I consider the one-dimensional real axis. A function $f$ defined on the axis is log-convex if $f(x)f''(x)\ge (f'(x))^2$ for all $x\in\mathbb{R}$. I know that a convex function may not be log-convex, i.e., $f(x)=x$ and $f(x)=x^2$.
I also know that for log-concavity, a non-negative function that is concave is also log-concave, as $f(x)f''(x)\le 0\le (f'(x))^2$. Similarly I wish to know the conditions on a convex function that make it log-convex.
On
(Log-)convex functions do not need to be twice differentiable, so any proof through $\frac{d^2}{dx^2}$ lacks generality. On the other hand $e^x$ is both a convex and log-convex function, and we may wonder when the composition of two convex functions is convex. Assume that $f(x)$ is convex . Then $g(x)=e^{f(x)}$ is convex iff
$$ g(\lambda x+(1-\lambda) y) \leq \lambda g(x) + (1-\lambda) g(y)\qquad \forall \lambda\in[0,1] $$ which is equivalent to
$$ \exp\left[f(\lambda x+(1-\lambda) y)\right]\leq \lambda e^{f(x)}+(1-\lambda)e^{f(y)}\qquad \forall\lambda\in[0,1]. $$
By the convexity of $f$ we know that $f(\lambda x+(1-\lambda) y)\leq \lambda f(x)+(1-\lambda)f(y)$.
Since $\exp$ is increasing we get
$$ \exp\left[f(\lambda x+(1-\lambda) y)\right]\leq \exp\left[\lambda f(x)+(1-\lambda)f(y)\right] $$
unconditionally, and since $\exp$ is convex we get
$$\exp\left[\lambda f(x)+(1-\lambda)f(y)\right]\leq \lambda e^{f(x)}+(1-\lambda)e^{f(y)}$$
as wanted. In other terms, if $a(x),b(x)$ are convex functions and $a(x)$ is (weakly) increasing, then $(a\circ b)(x)$ is a convex function, as shown here, too. It follows that any log-convex function is also convex, as the exponential of a convex function.

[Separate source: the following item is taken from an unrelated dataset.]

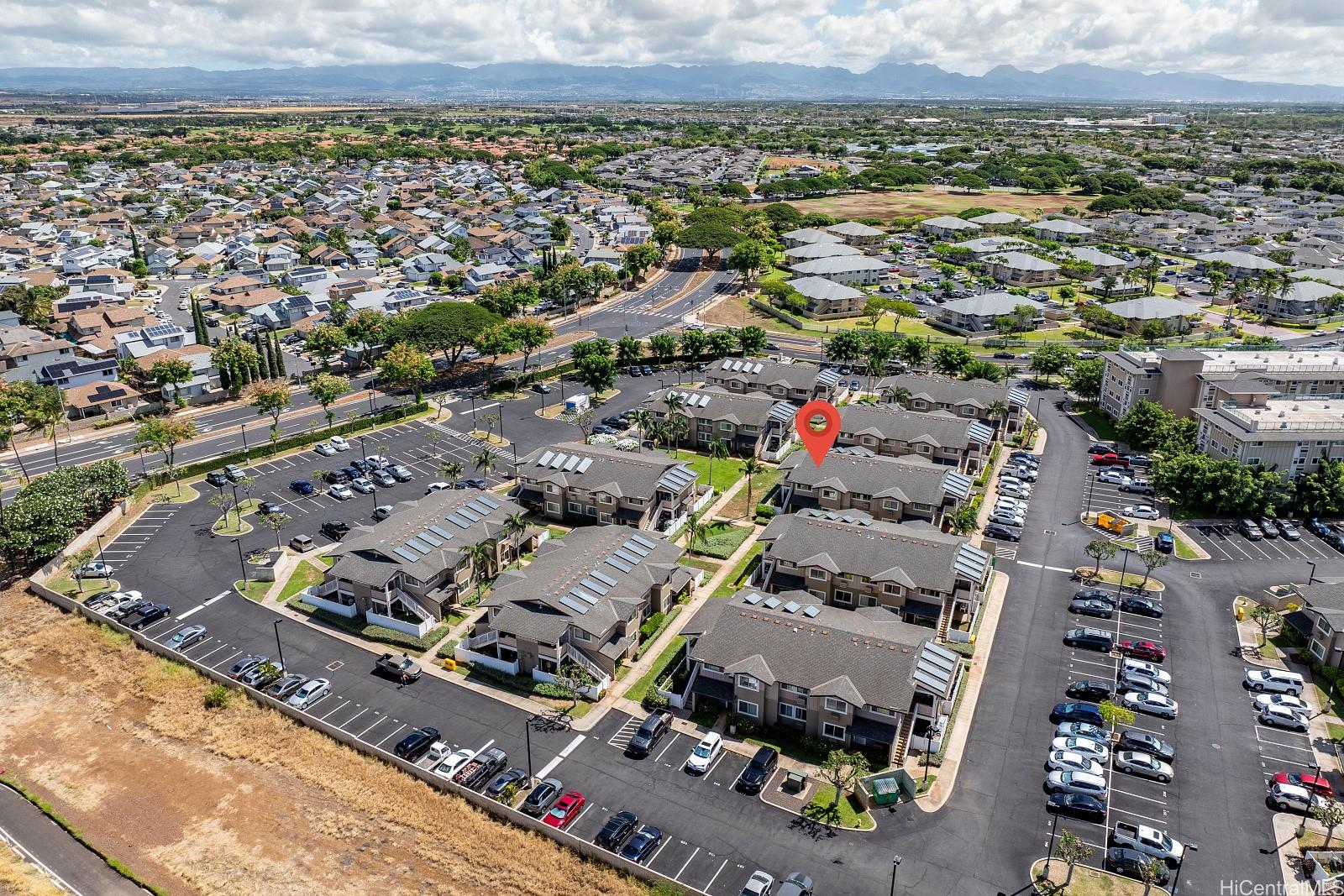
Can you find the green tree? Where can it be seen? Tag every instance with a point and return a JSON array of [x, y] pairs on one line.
[[326, 389]]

In general nothing can be said about the composition of a concave function (like $\log$) with a convex function. If we take $f_1(x)=x^2, f_2(x)=e^{x^2}, f_3(x)=x e^{x\sqrt{x}}$, then over $\mathbb{R}^+$ we have that $f_1,f_2,f_3$ are convex but $\log f_1$ is concave, $\log f_2$ is convex and $\log f_3$ is neither convex or concave.
A log convex function is always convex. Let $g$ denote $\log(f)$ so $e^g = f$. The function $e^g$ is convex if $g$ is convex. (Show that $e^{f(x)}$ is convex.)
In the case when $\log f$ is twice differentiable it is easy to show:
$f'' = (e^g)'' = e^g(g'' + (g')^2) \geq 0$ where the inequality follows from the nonnegativity of a convex functions second derivative.
For the case when $f$ is convex we have that $g'' = \frac{f f'' - (f')^2}{f^2} \propto f f'' - (f')^2$ so $g''$ is positive whenever $f \geq \frac{(f')^2}{f''}$.
Further, $g(\lambda x + (1 - \lambda)y) \leq \log(\lambda f(x) + (1-\lambda)f(y))$ since $f$ is convex.
Thus $g$ is convex whenever $$ \log(f(\lambda x + (1-\lambda)y)) \leq \lambda \log f(x) + (1-\lambda)\log f(y) = \log f(x)^\lambda f(y)^{1 - \lambda} $$ Taking the exponent on both sides gives the condition $$ f(\lambda x + (1-\lambda)y) \leq f(x)^\lambda f(y)^{1 - \lambda}. $$
To get a simple necessity condition, we can consider the special case $\lambda = 0.5$ to get that $$ f^2(\frac{x+y}{2}) \leq f(x)f(y). $$ is a necessary but not sufficient condition. Setting $y=x+2a$ gives another interesting necessary condition: $f(x + a)f(x + a)\leq f(x)f(x+2a)$.